3. Obsolescence Risk

Few businesses function to be 100, and none can attain such level by maintaining the small business processes with which they began. The largest of this risk is that a person may look for a means to make a similar product at a less high price. Obsolescence risk may increase over time due to the increasing technology savvy.

4. Detection Risk

In this risk, whether it is the management of the company taking money out of the company, incorrectly stated earnings or any financial mischief, the market reckoning will arrive when the news appears. With detection risk, the harm on the company's name may hard to repair, and there is a possibility that the company may never recover if its financial fraud was viral.

5 Legislative Risks

This risk refers to the tentative relationship between the company and the government.

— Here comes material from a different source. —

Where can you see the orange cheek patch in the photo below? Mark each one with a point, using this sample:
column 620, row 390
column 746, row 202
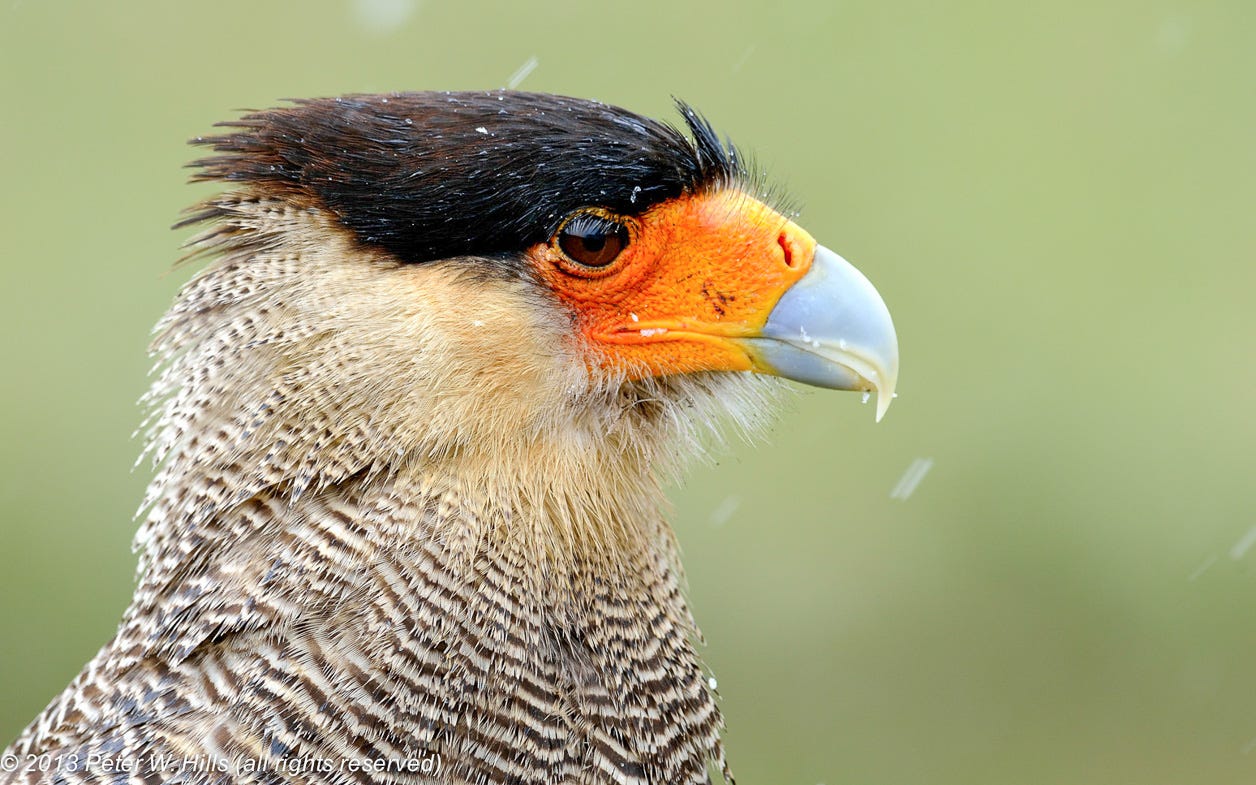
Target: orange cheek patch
column 697, row 271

Mainly, legal risk is the risk that actions of the government will stop an industry or a corporation, therefore hurting investor's holdings in such industry. The legislative risk differs in degree about the individual company. Theoretically, the government works as cartilage to protect the interest of businesses and the public in general from affecting each other. The government interferes when activity is causing damage to the public and looks unwilling to regulate itself. The government tends to over-legislate. The legislation enhances the public image of the relevance of the government as well as providing publicity for individual members of Congress.

6. Commodity Risk

This is the risk of a change in the price of a commodity is affecting the business. Companies sell commodity benefit when there is a rise in prices but suffer when there is a drop in price. Companies which have no dealings with commodities are subject to commodity risk. As there is a rise in the cost of the product, consumers rein in spending, and this affects the economy

7. Inflationary Risk and Interest Risk

These types of risk can separately operate or in tandem. Interest risk with regards to this content refers merely to the difficulties that a rising interest has on business in need of financing. As there is a rise in cost due to the interest rate, it becomes difficult for them to remain in business. If this rise in price is happening at a time of inflation, then an institution could likely see its financing cost rise as the value of dollar brought in by it reduces. An increase in inflation and interest rate together with a weak consumer can result in a more fragile economy.

8. Model Risk

This is the risk that the assumptions underlying business models and economy are wrong. When a model is no more relevant, a business that depends on such a model gets hurt. This begins a domino effect where such companies struggle or fail and in turn damage the companies relying on them. 

In conclusion, there is no such thing as risk-free stock or business. Although all stock undergoes these universal risks and other risks that are specific to the market, the reward that comes from investing could overweigh them.